I sit down. I’m suddenly calm. I pick up my mobile phone, an evil smile on my face. When you are in a situation like this you have to make a claim so outrageous that people will assume it cannot be a lie and so accept it as truth. I call my boss.

“Mr. Njoroge raped me,” I say hysterically.

Next, strongly assert the lie. This is a classic manipulative technique.

“I was so ashamed that I didn’t want to say anything,” I say. “I felt like people would blame me. So I said nothing…” My voice trails off.

“This is a very serious accusation. Rape?” he asks.

“Yes. In his car. He gave me a lift. Several people at work saw him give me a ride,” I say.

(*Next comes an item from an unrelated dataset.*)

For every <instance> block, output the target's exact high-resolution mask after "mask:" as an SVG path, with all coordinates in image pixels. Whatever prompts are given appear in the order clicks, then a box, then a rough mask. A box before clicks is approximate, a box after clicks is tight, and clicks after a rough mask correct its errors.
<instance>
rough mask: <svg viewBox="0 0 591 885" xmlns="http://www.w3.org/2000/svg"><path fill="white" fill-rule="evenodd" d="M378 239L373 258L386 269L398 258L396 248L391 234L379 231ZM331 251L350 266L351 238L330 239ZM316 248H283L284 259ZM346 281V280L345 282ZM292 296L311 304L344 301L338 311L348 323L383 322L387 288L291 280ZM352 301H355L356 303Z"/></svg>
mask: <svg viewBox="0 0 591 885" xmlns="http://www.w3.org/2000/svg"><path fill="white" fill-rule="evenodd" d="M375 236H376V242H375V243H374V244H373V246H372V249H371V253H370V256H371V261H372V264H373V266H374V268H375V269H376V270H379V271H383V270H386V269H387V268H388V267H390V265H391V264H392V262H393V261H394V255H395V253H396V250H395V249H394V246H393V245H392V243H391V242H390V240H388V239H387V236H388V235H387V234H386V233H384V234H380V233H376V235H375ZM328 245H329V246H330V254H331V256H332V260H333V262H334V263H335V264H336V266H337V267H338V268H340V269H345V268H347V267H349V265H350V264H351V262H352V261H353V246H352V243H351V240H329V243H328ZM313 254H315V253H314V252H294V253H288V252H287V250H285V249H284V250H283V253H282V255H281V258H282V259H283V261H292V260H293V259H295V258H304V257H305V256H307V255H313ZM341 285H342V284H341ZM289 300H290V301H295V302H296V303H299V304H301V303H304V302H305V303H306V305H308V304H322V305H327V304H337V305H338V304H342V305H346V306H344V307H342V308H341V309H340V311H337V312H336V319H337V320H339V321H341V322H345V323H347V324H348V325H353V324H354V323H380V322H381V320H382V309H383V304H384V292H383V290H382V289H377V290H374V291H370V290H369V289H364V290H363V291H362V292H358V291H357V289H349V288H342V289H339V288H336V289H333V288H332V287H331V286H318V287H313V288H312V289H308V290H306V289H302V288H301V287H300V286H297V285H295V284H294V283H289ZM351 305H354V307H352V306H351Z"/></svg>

“Oh my word. This is incredible,” he states. “Have you reported it?”

“I didn’t want to go to the police. But I’ve discovered that I’m carrying his child. I don’t know what to do,” I say sounding desperate.

“This is outrageous,” my boss says. “He is such a respectable looking man.”

Time for the coup de grâce.

“I called him and he threatened to kill me if I keep the baby.”

The Big Lie. Adolf Hitler is often credited for coining the expression but I’m unsure he had an original thought in his body. Either way when he dictated his 1925 book ‘Mein Kampf’, he spoke about the use of a lie so colossal that no one would believe that someone would have the impudence to distort the truth so infamously.

“What?????” my boss asks incredulously. “The bastard! He won’t get away with this!!!!”

The Big Lie is perfect because whatever the accused says is irrelevant. Vigorous denial is reframed as proof of guilt. And silence is considered admission.

It’s shocking really, how easy this is. A confident assertive manner can persuade people that black is white and that the unlikely or improbable is true. The reason the Big Lie works so well is that we assume people tell similar lies to us.

If you see a sign on a bench that says ‘wet paint’ you will touch it to make sure. But if someone tells you a cabinet secretary was seen having sexual relations on the same bench you will take their word for it. Why

The bigger the lie the easier it is for it to believed. And the more it is repeated, the more it becomes fact. By the time this story is told to four other people it would’ve gotten a life of its own. People will add their own things to the story. It will probably go something like this:

Mr. Njoroge raped Samantha. He punched her repeatedly. He made her do some terrible things to him. Freaky things. He held a knife to her throat. And on and on it will go. By the end of the week he will be on the phone begging me to end it.